Evaluating the embeddings
The evaluation of models is specific to the task, which is given by the dataset. For example, when using the PPIYeastDataset, we will use the PPIEvaluator. For example, a typical pipeline to train a model would be:
from mowl.datasets.builtin import PPIYeastSlimDataset
from mowl.models import SyntacticPlusW2VModel
from mowl.evaluation import PPIEvaluator
dataset = PPIYeastSlimDataset()
model = SyntacticPlusW2VModel(dataset, corpus_filepath="test")

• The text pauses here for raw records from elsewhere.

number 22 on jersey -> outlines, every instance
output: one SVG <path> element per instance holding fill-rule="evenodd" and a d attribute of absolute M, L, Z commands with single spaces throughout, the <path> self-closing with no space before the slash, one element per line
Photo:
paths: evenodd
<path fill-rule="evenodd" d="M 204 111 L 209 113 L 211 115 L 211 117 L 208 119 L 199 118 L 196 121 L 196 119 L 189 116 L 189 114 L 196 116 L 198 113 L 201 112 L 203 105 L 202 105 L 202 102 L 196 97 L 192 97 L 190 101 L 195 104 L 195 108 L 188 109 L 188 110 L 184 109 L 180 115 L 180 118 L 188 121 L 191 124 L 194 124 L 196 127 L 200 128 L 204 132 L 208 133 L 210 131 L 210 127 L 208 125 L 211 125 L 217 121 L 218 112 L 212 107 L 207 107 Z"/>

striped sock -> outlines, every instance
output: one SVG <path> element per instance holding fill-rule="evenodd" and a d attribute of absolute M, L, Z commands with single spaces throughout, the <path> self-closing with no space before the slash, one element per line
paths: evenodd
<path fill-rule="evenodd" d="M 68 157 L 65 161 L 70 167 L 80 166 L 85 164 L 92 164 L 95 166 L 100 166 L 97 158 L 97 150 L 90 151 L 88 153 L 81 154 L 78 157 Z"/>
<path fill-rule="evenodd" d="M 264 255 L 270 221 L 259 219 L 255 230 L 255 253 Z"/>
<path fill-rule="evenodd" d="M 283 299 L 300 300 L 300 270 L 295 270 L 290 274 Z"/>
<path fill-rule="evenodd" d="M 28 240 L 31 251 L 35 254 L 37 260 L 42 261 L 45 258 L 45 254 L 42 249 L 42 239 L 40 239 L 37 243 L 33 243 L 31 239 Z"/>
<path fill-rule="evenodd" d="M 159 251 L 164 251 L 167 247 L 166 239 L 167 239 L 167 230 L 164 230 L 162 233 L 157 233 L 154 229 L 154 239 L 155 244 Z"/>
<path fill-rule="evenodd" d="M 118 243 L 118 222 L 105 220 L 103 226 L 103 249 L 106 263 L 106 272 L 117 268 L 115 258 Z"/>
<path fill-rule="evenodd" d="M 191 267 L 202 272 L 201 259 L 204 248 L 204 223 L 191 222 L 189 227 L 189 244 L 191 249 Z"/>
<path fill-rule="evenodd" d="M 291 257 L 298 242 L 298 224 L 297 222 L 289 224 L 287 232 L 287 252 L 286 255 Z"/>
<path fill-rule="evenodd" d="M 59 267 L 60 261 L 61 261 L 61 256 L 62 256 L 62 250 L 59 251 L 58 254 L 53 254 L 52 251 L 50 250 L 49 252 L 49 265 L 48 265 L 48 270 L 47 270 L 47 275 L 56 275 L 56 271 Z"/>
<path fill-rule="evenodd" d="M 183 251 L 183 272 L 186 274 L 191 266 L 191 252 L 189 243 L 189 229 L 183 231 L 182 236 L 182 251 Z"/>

model.set_evaluator(PPIEvaluator)
model.set_w2v_model(min_count=1)
model.generate_corpus(save=True, with_annotations=True)
model.train()
model.evaluate(dataset.testing)
What characterizes each evaluator class are two things:
The type of entities involved in the evaluation
The type of axiom to be evaluated
In the case of the PPIEvaluator, the entities involved in the evaluation are only those ones representing entities, we do not consider other entities present in the ontologies such as GO functions.
For the PPIEvaluator, the axioms to be evaluated is \(p_i \sqsubseteq \exists interacts\_wih. p_j\), where \(p_i\) and \(p_j\) are proteins.
Every dataset has the attribute evaluation_classes, which is a 2-tuple of objects mowl.datasets.OWLClasses.